These two little sweet things were on a shelf together:
I found it odd that the small bowl had a gilded pattern on the outside and inside was a fancy flower decal. Someone’s kitchen wares had been disposed of or downsized, and there were lots of pretty glass serving pieces and some nice pieces of china on the shelves. We didn’t buy any because we have rescued so many orphans that it takes something amazingly special to make the cut any more.
We saw these two vases and were surprised that they made it to the shelves intact:
When looking for the inevitable Japan mark on the bottom, we discovered something surprising—they aren’t vases! We’ve wracked our brains, but can’t come up with a reason for those holes in the bottoms. They can’t be lamps since there isn’t a second hole for cords to come through. Does anyone know what they are, or have a theory? I guess they could be some strange kind of vase with a plug stopping the hole, but the potential for disaster seems way too high.
[We have gotten an information about the “vases” since publishing this post: Vivianne says, “The vases did not require another hole for the cord because they most likely would have been affixed to a footed wooden stand. The cord would be passed through a hole in the stand then passed between the feet.
There is a tutorial showing the process athttp://betweennapsontheporch.net/make-a-lamp-from-a-beautiful-vase-or-figurine/ Thanks Vivianne!]

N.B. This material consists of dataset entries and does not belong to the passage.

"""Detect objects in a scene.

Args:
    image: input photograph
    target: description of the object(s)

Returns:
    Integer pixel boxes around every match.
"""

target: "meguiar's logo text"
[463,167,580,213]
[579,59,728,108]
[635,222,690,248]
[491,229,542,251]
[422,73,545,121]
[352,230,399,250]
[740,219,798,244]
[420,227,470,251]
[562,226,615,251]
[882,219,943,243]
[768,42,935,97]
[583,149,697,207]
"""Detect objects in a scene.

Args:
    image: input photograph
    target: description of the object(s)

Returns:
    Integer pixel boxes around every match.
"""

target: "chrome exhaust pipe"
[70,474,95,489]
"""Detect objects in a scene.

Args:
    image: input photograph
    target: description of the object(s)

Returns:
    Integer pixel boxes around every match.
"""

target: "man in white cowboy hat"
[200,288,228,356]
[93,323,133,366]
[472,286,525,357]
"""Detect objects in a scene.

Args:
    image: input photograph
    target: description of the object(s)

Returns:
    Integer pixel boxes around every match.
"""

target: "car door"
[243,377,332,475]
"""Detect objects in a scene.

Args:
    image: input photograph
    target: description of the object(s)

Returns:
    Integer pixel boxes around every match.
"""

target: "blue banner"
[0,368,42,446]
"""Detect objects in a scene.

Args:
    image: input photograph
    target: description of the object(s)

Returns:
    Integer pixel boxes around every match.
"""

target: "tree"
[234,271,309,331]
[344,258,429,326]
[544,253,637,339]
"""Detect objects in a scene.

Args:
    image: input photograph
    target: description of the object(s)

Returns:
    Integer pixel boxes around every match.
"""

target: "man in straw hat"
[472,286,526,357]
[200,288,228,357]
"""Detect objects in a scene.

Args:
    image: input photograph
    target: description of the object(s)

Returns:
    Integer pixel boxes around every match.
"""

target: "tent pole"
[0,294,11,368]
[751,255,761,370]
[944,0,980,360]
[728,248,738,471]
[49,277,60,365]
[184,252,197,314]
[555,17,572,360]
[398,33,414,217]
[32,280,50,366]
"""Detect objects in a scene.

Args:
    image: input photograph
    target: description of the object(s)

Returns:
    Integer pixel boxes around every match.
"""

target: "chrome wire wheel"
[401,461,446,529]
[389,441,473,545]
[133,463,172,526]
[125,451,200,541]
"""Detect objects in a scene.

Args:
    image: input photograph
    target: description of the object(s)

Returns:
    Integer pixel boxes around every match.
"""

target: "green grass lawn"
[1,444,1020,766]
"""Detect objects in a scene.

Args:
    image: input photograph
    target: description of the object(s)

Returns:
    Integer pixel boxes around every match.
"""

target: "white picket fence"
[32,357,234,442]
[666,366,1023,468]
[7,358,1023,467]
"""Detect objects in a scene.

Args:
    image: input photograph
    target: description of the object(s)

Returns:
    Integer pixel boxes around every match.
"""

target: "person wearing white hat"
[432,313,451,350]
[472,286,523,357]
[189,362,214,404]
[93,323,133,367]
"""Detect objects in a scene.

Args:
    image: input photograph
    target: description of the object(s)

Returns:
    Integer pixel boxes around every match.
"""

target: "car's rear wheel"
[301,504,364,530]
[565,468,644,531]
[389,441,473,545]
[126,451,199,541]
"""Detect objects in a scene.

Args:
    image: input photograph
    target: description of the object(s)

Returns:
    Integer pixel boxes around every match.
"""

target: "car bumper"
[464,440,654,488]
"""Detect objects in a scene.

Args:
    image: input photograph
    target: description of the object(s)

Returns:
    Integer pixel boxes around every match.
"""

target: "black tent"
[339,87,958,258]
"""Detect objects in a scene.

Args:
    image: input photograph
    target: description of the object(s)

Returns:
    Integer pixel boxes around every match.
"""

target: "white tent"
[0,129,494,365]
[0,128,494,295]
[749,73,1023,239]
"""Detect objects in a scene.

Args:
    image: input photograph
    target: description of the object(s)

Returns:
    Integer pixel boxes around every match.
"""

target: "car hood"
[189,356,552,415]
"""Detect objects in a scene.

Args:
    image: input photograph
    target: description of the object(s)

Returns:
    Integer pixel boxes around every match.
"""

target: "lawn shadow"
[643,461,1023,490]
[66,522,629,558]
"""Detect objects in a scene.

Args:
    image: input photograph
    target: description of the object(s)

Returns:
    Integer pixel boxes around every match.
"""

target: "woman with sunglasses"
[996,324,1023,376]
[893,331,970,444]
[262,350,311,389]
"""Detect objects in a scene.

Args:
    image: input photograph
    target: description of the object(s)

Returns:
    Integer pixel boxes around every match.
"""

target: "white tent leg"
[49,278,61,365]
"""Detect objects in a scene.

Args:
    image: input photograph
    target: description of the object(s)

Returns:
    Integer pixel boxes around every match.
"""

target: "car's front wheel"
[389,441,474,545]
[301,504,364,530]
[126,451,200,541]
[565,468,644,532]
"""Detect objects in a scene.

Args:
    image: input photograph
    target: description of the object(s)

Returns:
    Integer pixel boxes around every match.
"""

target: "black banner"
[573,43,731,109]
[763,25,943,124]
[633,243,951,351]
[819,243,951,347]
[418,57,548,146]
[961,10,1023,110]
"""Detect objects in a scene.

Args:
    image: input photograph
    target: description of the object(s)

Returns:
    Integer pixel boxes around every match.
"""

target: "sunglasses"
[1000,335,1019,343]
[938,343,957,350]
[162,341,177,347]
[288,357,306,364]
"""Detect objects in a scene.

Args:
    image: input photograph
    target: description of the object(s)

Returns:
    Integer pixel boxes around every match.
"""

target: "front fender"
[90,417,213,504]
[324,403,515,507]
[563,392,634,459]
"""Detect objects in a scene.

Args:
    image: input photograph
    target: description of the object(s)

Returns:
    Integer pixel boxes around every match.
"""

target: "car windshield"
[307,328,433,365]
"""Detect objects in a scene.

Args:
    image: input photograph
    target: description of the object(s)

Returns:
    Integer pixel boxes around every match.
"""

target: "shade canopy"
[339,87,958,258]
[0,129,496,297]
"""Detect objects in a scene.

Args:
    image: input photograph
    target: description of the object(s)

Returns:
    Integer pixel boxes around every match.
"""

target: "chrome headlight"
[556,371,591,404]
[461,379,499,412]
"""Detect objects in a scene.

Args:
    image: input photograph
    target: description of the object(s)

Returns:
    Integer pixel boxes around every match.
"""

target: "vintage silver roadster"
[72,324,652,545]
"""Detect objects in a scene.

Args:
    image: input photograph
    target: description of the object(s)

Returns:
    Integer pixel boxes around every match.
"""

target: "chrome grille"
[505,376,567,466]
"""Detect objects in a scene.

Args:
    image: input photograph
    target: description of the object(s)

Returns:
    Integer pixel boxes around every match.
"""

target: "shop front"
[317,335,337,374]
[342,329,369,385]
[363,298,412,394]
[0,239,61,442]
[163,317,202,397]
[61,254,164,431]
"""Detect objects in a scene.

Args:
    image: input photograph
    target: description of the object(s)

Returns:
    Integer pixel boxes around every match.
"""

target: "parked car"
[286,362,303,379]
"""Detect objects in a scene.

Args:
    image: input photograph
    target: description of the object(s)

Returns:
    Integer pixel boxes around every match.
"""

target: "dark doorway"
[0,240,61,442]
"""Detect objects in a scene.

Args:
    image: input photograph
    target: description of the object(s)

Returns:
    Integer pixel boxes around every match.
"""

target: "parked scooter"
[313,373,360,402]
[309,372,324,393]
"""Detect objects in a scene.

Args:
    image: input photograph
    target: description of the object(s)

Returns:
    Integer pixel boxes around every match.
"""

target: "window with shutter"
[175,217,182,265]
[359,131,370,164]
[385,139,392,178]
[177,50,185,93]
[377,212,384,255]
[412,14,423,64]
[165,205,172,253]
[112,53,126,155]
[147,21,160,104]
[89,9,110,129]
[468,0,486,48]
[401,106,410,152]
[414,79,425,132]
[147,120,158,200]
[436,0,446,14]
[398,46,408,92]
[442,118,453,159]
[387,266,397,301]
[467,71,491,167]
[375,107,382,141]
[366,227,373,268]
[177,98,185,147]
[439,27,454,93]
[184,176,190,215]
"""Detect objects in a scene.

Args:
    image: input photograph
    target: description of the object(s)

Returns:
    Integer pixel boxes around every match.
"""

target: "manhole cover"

This Japanese wooden hamburger press caught our collective eye:
Don’t they usually have roosters, or chubby Italian-looking chefs decorating them? This seems more honest, but I can’t ever recall seeing a cow on one. A friend describes her mother making paper-thin burgers with a hamburger press; I don’t think that my mom ever had one.

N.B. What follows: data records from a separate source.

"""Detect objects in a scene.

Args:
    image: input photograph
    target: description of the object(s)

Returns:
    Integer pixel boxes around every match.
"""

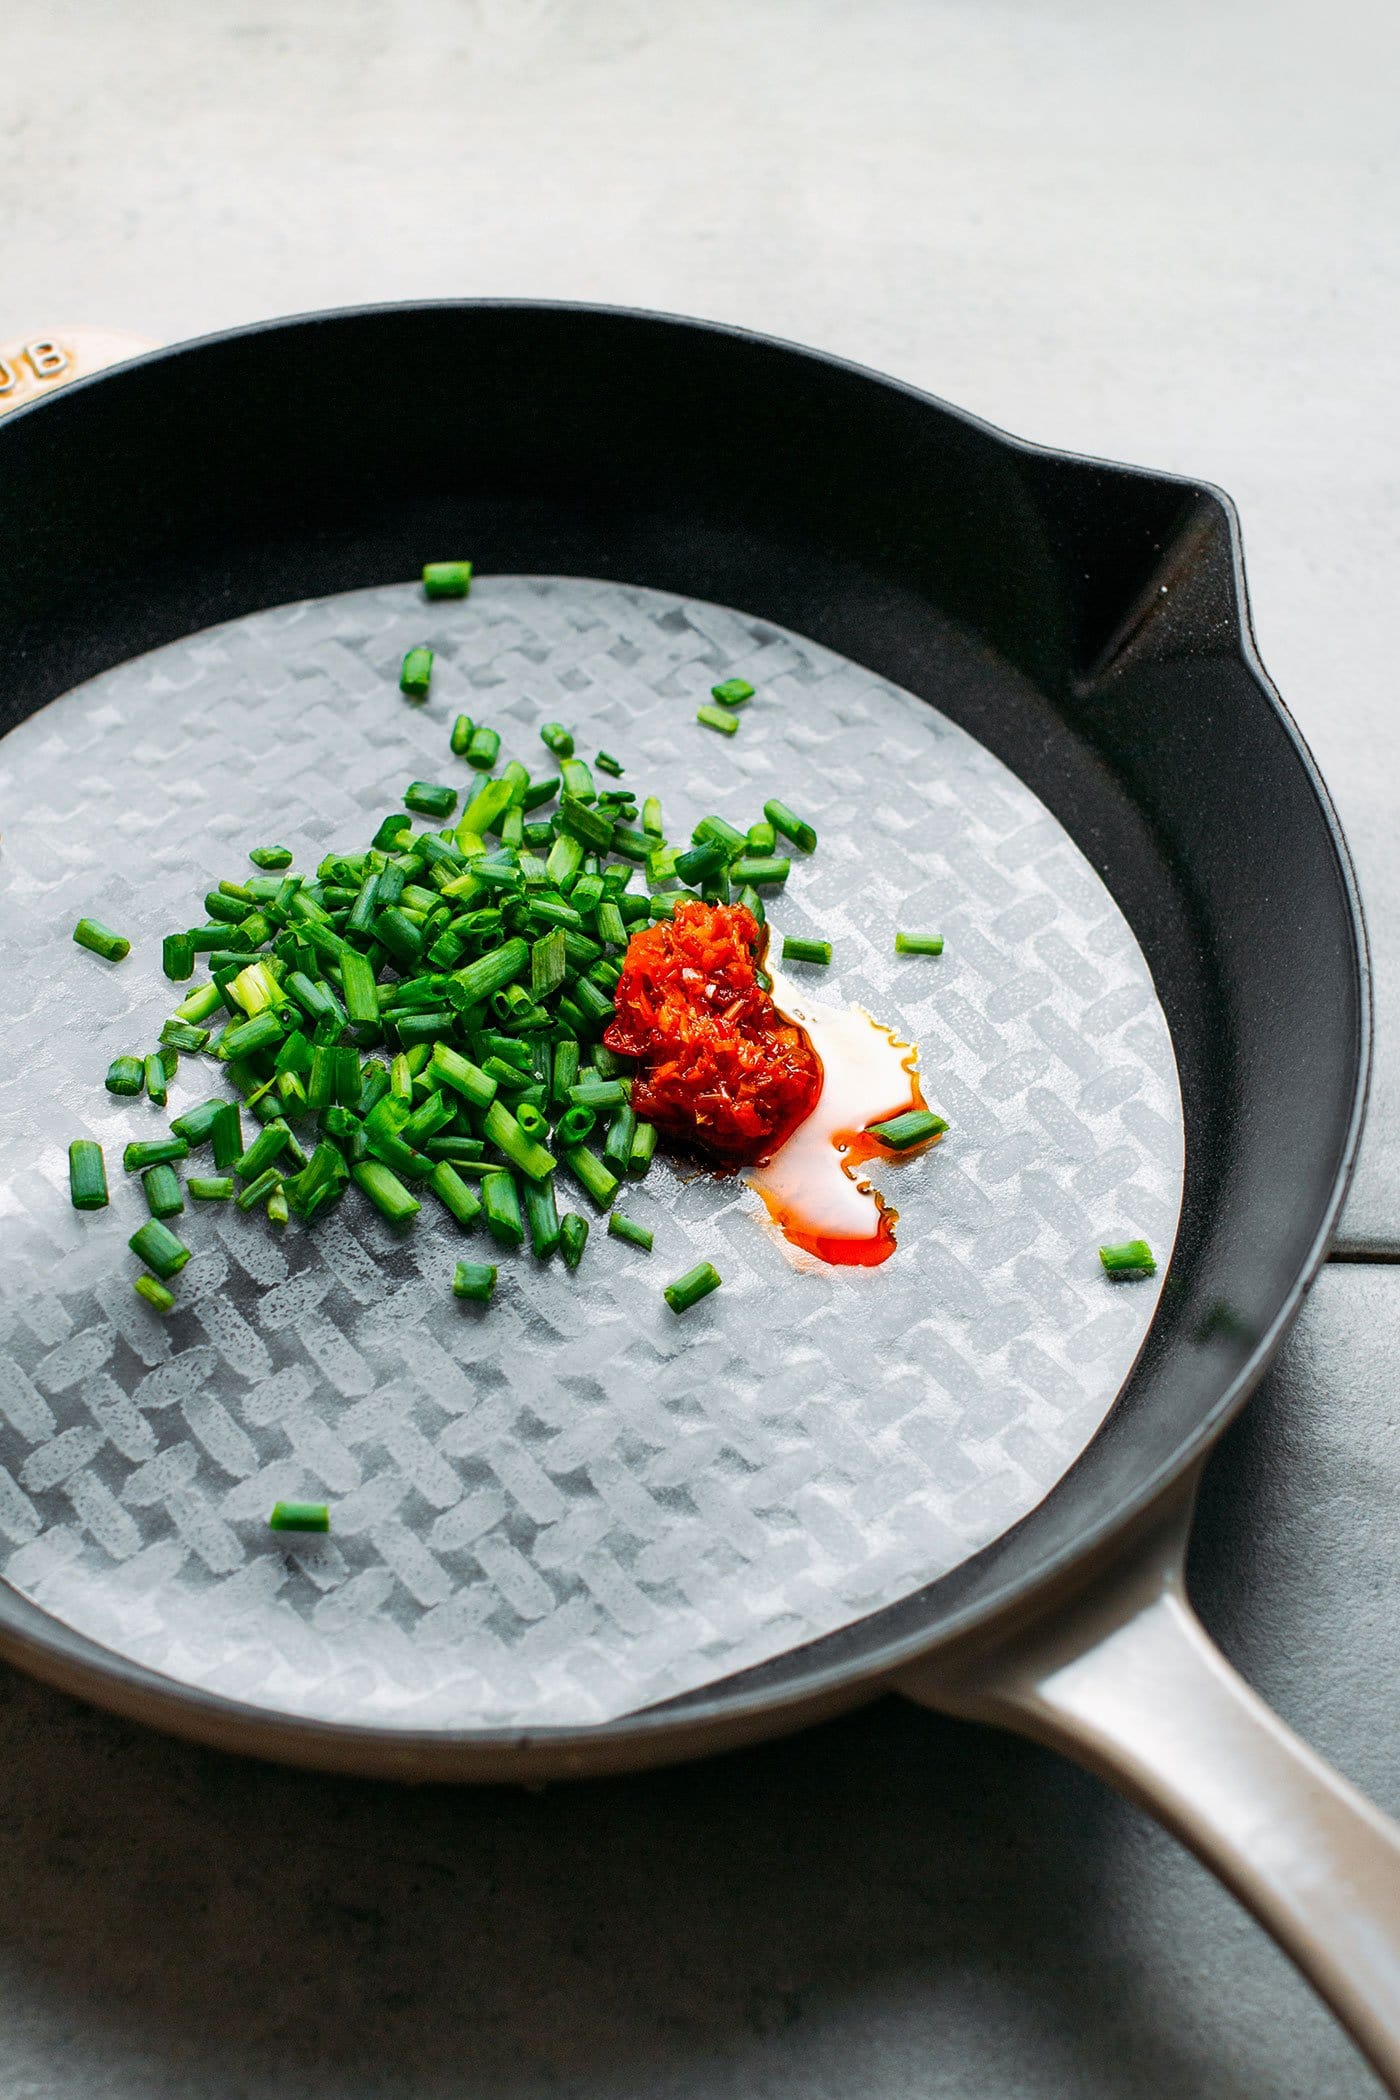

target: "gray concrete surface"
[2,3,1400,2093]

I guess it’s time for a guilty confession:
I have made a few fabric covered photo albums in my day, although in my defense, not a one had as much fru-fru as these VHS tape covers have. I look at these covers now and just want to say, “Gak!!”. But, in the 1980s, it was very fashionable to slap a fabric cover on lots of things; we know better now. I’m very grateful that I haven’t seen one of these things in real life.
Now here is something that I wish I hadn’t seen in real life:
Poor Kira, Barbie’s friend, has been ridden hard and put away wet, as the saying goes. She really is a pretty doll, although you would never know from this particular sample. Kira is supposed to be Asian; I’m not sure what Crocheting Grandma was going for here. The dress is just plain ugly—that many ruffles should be a real crime, not just a fashion one.

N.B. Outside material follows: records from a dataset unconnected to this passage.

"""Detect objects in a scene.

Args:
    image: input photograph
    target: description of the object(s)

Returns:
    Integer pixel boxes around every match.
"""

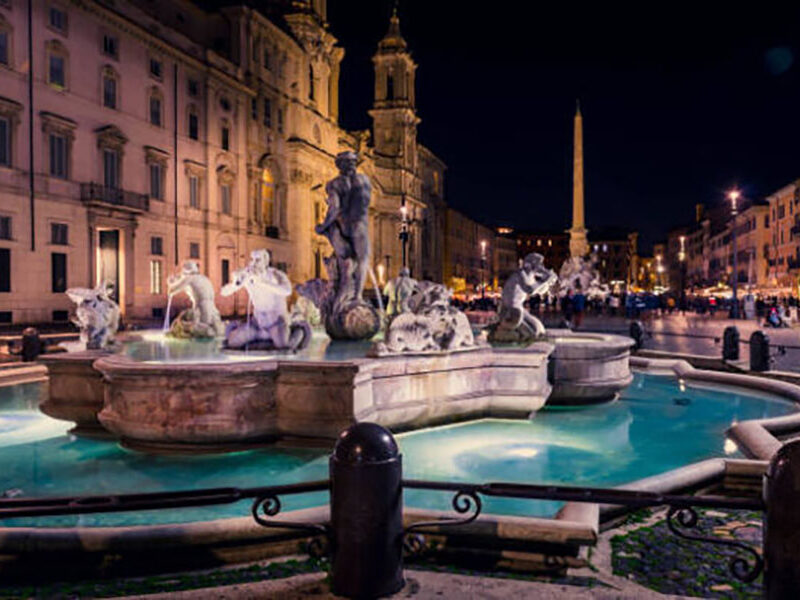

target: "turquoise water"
[0,373,793,527]
[121,331,377,364]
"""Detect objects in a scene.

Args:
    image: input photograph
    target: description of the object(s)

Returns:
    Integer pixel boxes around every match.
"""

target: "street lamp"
[729,189,740,319]
[399,204,409,271]
[678,236,687,310]
[480,240,487,300]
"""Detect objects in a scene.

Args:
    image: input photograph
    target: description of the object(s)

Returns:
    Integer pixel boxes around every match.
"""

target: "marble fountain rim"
[3,361,799,577]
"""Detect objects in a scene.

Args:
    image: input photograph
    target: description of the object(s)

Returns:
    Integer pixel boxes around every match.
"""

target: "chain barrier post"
[750,330,770,372]
[722,325,740,361]
[764,439,800,598]
[330,422,404,598]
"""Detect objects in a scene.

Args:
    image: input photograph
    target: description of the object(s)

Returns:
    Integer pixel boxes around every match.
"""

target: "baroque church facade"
[0,0,446,323]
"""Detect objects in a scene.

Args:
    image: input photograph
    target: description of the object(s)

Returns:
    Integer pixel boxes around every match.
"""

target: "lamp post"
[480,240,487,300]
[729,189,740,319]
[399,204,409,272]
[678,236,687,311]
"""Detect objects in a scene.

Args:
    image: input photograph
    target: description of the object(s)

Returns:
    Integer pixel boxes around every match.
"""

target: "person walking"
[561,290,575,327]
[572,284,587,328]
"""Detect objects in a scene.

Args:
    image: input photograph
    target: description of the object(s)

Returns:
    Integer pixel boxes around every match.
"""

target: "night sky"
[326,1,800,253]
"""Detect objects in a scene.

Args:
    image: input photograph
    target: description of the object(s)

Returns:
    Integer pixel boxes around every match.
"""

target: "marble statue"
[383,268,417,319]
[371,282,480,356]
[221,249,311,351]
[166,261,226,339]
[314,151,380,340]
[558,253,610,299]
[66,280,120,350]
[489,253,557,343]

This is the strangest dinosaur statue we’ve ever seen:
What in the wide world of sports is it doing? I have two theories: 1) it’s begging like a dog for some tasty treats (some triceratots and stegasoda?) or 2) it’s praying that the big asteroid heading towards Earth misses. I imagine that T. rexes were embarrassed by their small arms and hands, but that pose is beyond weird.
So many questions, no answers:
Why are there stairs in this clock? Why is there a spinning movement when it has batteries? Why is it made from silver-colored plastic? Why didn’t someone throw it in the trash?
Why did anyone think that this is decorative?
It’s that clear resin, with what look to be rose hips interred inside, shaped into a wreath. It looks more like a toilet seat than something that should be hung on a door, or God help you, a wall.
The torture is over. I want to share something so silly and fun, that it had us laughing all through the store:
He is a pretty strange-looking piggy bank at first glance, and he gets stranger and funnier the more you look at him. That uncolored bow visible behind his hat is a strange feminine touch for a vintage something with a top hat. I wondered if there are two different piggy banks made from this one mold, and they decided to just ignore the bow. What makes this guy special is the lever in the coin slot that tips his hat whenever you put a coin in the bank. It still works, as you can see in the rightmost picture. I think he might have been made in Japan—he is that lightweight plastic, and his painted face sure looks made-in-Japan strange. There isn’t a mark on him, so he remains a delightful mystery. I haven’t made up my mind what to do with him, but until he stops making me laugh, he’s sitting on a shelf in my house.